Le concret de ses propos s'ancrant dans la réalité, elle ramméne sur ses épaules la pelisse de fourrure et la croisa sur sa poitrine pour assurer quelques pudeur à sa tenue bien trop intime pour être, en temps ordinaire, visible de qui que ce soit, encore que ses sept mois de grossesse consistent, elle en était persuadée, en la plus sure des armures à sa vertu.


Vicomte ! Mais qu'est ce que... comment vous... Ne dites pas de bêtises je... j'attendais un messager et je fus mal informée, sans quoi, croyez le bien, je n'aurais jamais manqué ainsi aux règles de la décence...

Piquée d'humour et n'étant pas particulièrement adepte de la pudeur, elle ajoute tout de même

J'espère néanmoins que vous me pardonnerez et continuerez de me visiter...au delà des heurts et de vos opinions sur ma personne que vous avez, avec pertinence, exprimés par le passé... Ce qui me conduit d'ailleurs à m'étonner de vous voir céans...

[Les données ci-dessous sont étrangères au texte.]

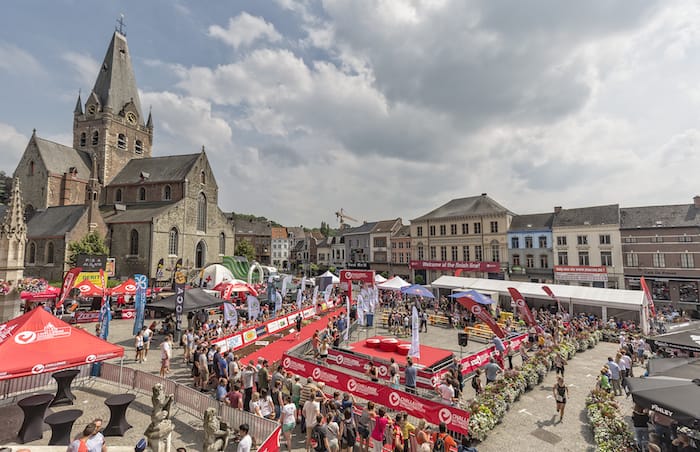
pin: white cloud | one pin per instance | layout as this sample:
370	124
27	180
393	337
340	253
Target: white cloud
12	144
16	61
85	67
245	29
184	124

Par chance, elle avait pu sommeiller une heure dans l'après midi et se sentait moins lasse que d'habitude, moins prête a s'effondrer de fatigue et d'anxiété mêlées et point de tensions en son ventre, l'engeance Le Ray devait, ô chance, dormir à son tour... D'un geste elle l'invite à approcher

Venez vous installer à mon coté ...
Tithieu a écrit:
"au delà des heurts et de vos opinions sur ma personne que vous avez, avec pertinence, exprimés par le passé... Ce qui me conduit d'ailleurs à m'étonner de vous voir céans..."

Haussement de sourcil, et soupire faussement agacé. Le Penthièvre s'assied aux costés de sa Comtale consoeur, balaye la pièce faiblement éclairée d'un regard circulaire. Quelques bougies de cire sont disposées au hasard des besoins, tandis que de grands chandeliers éclairent les murs du logis de leur faible lueur. Les flammes vacillent au gré des courants d'air, la cire s'écoule en larmes tragiques le long des bougies, qui pleurent d'estre vouées à s'écrouler sur elles-mesmes, consummées par ce feu qui leur donne toute leur beauté. L'endroit est agréable à vivre, et l'âtre remplit bien son office.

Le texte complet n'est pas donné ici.